A group of immigrants with temporary legal status in the U.S. is suing the Trump administration after the Department of Homeland Security terminated the legal protections for some 60,000 people from Nicaragua, Honduras and Nepal.
Seven plaintiffs from the affected countries, along with the National TPS Alliance, an advocacy group, have filed the lawsuit against DHS and the agency’s secretary, Kristi Noem, alleging that the terminations were, at least in part, motivated by racial animus and violated the Constitution.
Nicaragua, Honduras and Nepal have experienced natural disasters that have made it unsafe for their nationals to return home, leading to Temporary Protected Status (TPS) designations. On Monday, the Trump administration terminated the designation for those from Nicaragua, with a DHS spokesperson saying in a news release that the status “never meant to last a quarter of a century.” It also terminated TPS for Honduras, with Noem similarly saying that TPS was designed to be “just that — temporary.” Just over a month ago, DHS terminated the designation for Nepal.
The terminations, the lawsuit said, will impose “extraordinary and irreparable harm” on TPS holders if the decisions aren’t reversed.
“I work in a hospital, caring for cardiac patients. I’ve been doing it the ‘right way’ the whole time,” Jhony Silva, a Honduran TPS holder and a plaintiff in the case, said in a release from the ACLU of Southern California, one of the legal groups representing the plaintiffs. “Now, I am facing losing my job, the ability to care for my family, and the only home I’ve ever known.”
Department of Homeland Security spokesperson Tricia McLaughlin said the lawsuit “ignores the President’s constitutionally vested powers.”
“TPS was never intended to be a de facto asylum program, yet that’s how previous administrations have used it for decades,” McLaughlin said in a statement. “The Trump administration is restoring integrity to our immigration system to keep our homeland and its people safe. We have the law, the facts, and common sense on our side.”
The lawsuit alleges that Noem, Trump and other officials made “numerous” statements against non-white, non-European TPS holders based on their perceived race, ethnicity and national origin. In many cases, the suit said, officials disparaged TPS holders as “criminals.”

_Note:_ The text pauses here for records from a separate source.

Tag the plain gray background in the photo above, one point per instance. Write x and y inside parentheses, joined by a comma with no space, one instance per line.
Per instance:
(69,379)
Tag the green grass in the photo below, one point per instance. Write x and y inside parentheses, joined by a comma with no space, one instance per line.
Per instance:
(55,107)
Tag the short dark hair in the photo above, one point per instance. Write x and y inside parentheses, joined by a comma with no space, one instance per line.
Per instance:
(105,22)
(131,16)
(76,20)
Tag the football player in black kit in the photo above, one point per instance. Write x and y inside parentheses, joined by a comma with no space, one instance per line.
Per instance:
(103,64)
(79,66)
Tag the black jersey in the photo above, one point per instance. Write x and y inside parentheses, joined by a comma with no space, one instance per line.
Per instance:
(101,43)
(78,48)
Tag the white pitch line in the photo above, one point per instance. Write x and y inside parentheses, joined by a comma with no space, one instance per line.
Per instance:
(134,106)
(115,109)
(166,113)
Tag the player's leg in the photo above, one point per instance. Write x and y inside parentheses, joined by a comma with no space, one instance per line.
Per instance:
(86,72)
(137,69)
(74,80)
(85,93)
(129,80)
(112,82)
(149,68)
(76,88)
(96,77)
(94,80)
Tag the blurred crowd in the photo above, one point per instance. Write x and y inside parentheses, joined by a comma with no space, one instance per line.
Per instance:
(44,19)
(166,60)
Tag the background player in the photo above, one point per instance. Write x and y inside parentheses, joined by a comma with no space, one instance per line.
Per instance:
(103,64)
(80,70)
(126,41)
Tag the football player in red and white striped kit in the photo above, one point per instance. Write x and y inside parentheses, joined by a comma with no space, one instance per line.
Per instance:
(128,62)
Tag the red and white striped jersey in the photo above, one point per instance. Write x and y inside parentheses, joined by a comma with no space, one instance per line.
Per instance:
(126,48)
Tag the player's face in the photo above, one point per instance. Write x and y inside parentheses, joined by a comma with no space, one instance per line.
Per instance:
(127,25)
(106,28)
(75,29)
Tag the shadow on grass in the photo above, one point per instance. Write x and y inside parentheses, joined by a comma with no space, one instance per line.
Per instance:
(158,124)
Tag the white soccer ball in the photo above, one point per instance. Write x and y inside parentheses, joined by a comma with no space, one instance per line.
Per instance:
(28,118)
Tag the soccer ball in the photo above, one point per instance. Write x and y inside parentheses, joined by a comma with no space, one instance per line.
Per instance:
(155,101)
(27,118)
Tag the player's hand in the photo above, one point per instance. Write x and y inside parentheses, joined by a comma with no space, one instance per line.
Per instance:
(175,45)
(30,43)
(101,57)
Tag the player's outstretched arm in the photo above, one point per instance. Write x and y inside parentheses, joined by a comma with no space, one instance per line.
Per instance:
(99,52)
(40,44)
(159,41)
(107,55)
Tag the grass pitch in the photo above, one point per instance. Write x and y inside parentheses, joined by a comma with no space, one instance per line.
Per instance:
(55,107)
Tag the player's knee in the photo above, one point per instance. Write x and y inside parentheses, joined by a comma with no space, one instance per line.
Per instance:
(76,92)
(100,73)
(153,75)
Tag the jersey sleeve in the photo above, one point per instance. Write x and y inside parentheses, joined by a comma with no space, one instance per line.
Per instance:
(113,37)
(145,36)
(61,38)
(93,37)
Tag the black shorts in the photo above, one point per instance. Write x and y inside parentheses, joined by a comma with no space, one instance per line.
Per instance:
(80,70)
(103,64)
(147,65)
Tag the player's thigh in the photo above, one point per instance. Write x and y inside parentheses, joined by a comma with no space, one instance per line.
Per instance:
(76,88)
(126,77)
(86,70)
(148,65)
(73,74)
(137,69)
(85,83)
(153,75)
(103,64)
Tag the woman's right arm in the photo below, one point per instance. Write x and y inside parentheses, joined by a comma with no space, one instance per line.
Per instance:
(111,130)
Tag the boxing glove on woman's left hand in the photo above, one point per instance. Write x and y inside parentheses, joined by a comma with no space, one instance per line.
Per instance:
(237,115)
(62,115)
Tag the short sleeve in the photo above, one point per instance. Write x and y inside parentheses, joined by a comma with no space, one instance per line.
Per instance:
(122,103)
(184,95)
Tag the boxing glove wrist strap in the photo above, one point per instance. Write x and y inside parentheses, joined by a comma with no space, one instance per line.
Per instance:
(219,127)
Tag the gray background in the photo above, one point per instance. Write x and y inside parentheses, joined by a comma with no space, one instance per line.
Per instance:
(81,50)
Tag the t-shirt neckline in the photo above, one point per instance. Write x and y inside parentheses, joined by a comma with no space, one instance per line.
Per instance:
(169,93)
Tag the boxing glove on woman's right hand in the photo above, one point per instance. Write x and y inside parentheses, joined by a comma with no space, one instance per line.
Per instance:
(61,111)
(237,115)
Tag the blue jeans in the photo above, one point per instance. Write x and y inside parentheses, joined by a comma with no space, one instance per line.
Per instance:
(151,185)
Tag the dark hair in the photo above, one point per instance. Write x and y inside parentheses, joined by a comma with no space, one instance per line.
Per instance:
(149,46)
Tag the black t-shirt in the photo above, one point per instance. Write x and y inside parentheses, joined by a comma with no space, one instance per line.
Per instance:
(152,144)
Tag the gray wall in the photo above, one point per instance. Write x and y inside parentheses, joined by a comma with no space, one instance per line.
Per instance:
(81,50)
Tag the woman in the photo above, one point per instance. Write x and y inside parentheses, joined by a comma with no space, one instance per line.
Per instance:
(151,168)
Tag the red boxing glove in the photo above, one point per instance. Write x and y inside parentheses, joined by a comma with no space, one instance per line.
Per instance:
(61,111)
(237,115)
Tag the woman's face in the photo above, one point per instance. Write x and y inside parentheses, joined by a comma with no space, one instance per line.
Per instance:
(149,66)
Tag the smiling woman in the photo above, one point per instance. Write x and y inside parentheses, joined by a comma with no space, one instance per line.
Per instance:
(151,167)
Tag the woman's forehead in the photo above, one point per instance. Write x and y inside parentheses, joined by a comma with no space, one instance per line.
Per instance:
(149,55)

Under Noem’s tenure, DHS has criticized the program for being responsible for, the suit says, allowing “half a million poorly vetted migrants into this country — from MS-13 gang members to known terrorists and murderers” — referring to a DHS social media post from May after the Supreme Court allowed Trump to revoke TPS from nationals of four countries. However, the suit points out, TPS is available only to those who are already in the U.S. And anyone with more than one misdemeanor conviction does not qualify for the status.
The suit also claims that the Trump administration’s decision was based on predetermined political decisions and that DHS failed to give TPS holders a sufficient transition period. According to DHS announcements, TPS holders are being given 60 days before they will be stripped of their legal status and work authorizations. This means those from Nepal will have their status until Aug. 5. The lawsuit alleges that DHS violated the Administrative Procedure Act by abandoning the longstanding practice of providing a transition period of at least six months when terminating TPS designations in place for more than three years, as they were in the cases of all three countries.
“This administration is forcing TPS holders — and their U.S. citizen children — to make an impossible choice,” said Ahilan Arulanantham, co-director of the UCLA Center for Immigration Law & Policy (CILP), another group representing the plaintiffs. “They cannot safely go back to their country of nationality, leaving their families and communities, and yet they will be stripped of the right to live and work in the U.S.”
While DHS has determined that the countries are environmentally safe to return to, critics say that the terminations could upend lives and put TPS holders in danger. The State Department has designated Nicaragua as a country Americans should reconsider traveling to, citing crime, the arbitrary enforcement of laws, the risk of wrongful detention and the limited availability of health care. Honduras has received the same designation, and the State Department recommends increased caution when traveling in Nepal because of the potential for political violence.
The lawsuit follows several others that have tried to block the Trump administration’s attempts to end TPS. The National TPS Alliance, in addition to seven Venezuelan nationals, sued the administration in February after the government rescinded protections for hundreds of thousands of Venezuelans living in the U.S.